Parenting styles are a myth.
Yes, parents, you read that right! According to Cauri Jaye, a soft-skills expert, technologist, parenting coach, and creator of the "Sesh" parenting app, parenting styles are a myth precisely because there are no two families that are alike.
A family uniquely consists of its own culture, individual psychology, and circumstance, which means that one's parenting style should be as unique as the family's household.
More than this, every child is unique as well. Thus, no "pre-set" parenting approach will sufficiently work for them.
Dona Matthews, Ph.D., who has worked with children, families, and schools since 1990, agrees with Jaye.
"That means your parenting approach must be unique to you, tailor-made to fit the special relationship between you and your child, and able to adapt to changing realities. So, things go best when you create your own parenting style that works for you and your family," the doctor expressed.
How to create your own parenting style?
Jaye encourages parents to find and create their own parenting style that effectively works for their family, lifestyle, and values.
1. Know your values as a family.
Shared values are the foundation of every good relationship, especially at home. Parents need to discover and understand the values that drive them and the values they want their children to see, know and learn. Write down the values that matter to the family, reorder the list from most to least vital, select the top five, and post these somewhere visible for everyone to see, especially your children.
2. Figure out what parenting approach works and what does not.

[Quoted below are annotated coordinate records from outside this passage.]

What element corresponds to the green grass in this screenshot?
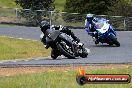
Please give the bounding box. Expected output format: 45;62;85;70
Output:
0;37;50;60
0;66;132;88
0;0;19;8
54;0;66;11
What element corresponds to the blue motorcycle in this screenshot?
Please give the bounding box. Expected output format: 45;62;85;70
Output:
88;19;120;47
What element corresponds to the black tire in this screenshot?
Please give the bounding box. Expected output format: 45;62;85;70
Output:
111;36;120;47
81;48;88;58
57;43;76;59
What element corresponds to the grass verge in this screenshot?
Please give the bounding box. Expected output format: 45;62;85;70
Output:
0;65;132;88
0;37;50;60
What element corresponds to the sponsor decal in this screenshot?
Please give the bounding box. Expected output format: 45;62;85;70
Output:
76;67;131;85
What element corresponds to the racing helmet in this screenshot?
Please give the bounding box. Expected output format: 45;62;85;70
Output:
86;14;94;23
41;21;50;33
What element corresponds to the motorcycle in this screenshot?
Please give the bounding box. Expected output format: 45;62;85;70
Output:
40;29;88;59
88;19;120;47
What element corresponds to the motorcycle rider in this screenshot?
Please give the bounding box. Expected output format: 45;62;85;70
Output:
40;21;80;59
85;14;99;44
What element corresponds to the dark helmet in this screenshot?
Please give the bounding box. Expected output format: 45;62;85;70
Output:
86;14;94;23
41;21;50;32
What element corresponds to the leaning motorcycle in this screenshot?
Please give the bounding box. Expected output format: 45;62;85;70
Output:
40;29;88;59
88;19;120;47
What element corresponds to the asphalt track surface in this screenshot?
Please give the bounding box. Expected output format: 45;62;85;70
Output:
0;26;132;65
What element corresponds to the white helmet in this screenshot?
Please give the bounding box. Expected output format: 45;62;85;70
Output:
86;14;94;22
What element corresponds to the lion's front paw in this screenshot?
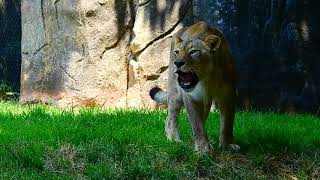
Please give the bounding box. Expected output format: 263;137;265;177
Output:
220;144;240;152
228;144;240;152
195;139;209;154
165;122;180;142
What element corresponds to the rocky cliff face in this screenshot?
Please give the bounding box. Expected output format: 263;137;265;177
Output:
21;0;190;107
21;0;320;112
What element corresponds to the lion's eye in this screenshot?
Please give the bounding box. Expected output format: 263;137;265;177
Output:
173;50;180;57
189;49;200;57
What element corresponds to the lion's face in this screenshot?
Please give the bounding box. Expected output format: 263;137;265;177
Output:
173;35;220;91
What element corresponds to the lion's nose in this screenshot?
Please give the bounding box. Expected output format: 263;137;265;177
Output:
174;61;185;68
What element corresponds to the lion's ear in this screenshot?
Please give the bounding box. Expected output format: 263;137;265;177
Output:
204;35;221;51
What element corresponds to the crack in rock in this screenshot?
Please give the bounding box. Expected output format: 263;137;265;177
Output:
138;0;153;7
33;43;49;56
59;64;78;83
53;0;60;29
40;0;46;34
135;3;190;55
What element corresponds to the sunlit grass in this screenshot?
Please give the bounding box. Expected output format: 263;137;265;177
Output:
0;102;320;179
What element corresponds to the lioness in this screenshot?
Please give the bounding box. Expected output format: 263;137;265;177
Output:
150;22;240;152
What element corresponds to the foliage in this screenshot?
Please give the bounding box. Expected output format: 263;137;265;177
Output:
0;102;320;179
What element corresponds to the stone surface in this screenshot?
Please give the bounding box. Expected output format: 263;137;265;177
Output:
20;0;135;107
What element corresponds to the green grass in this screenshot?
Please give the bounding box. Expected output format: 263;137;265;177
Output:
0;102;320;179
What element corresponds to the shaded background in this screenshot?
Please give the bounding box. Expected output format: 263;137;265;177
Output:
0;0;21;92
0;0;320;114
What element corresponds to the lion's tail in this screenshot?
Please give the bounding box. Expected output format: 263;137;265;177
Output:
149;86;168;104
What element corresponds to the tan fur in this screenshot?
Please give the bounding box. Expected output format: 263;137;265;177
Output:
151;22;239;152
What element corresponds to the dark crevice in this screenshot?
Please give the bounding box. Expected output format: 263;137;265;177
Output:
33;43;49;56
157;66;169;74
100;30;128;59
40;0;46;33
60;64;77;83
100;1;137;59
136;4;189;55
146;74;160;81
138;0;153;7
53;0;60;29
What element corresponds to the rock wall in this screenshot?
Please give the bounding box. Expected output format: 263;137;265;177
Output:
20;0;190;107
0;0;21;91
20;0;320;113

No one style fits all. As stated above, the efficiency of one's parenting style depends on how this is consistent with one's culture, values, and lifestyle. Thus, parents need to research and find their inspirations from different sources such as books, the internet, family and friends, experiences and imaginations, parenting communities, and different parenting styles. Try different techniques based on the circumstances and note what gives positive results and what does not.
3. Model the behavior
A neuroimage study published by Science Direct revealed that children's empathy and interpersonal competence are related to their ability to mirror others' emotions. Kids' "little brains" already have mirror neurons. These are brain cells that help humans to copy the actions they have seen and observed. Thus, children-whether infants or toddlers rely heavily on mimicry.
Jaye has observed that there is no better parenting style than parents showing kids how they ought to behave. If parents scream when upset, they shouldn't be surprised to see their children yelling and doing the same when stressed. If parents pause and breathe deeply when upset, they will be relieved to see that their children have the same patience as theirs whenever they face difficulties.
Parents need to always remember the values they have listed that they want their children to be surrounded with and to learn because these must be the values visible and practiced at home. These must be the values they are living. Parents should ensure that their kids see those values practiced because these can make or break their behaviors toward life and the future.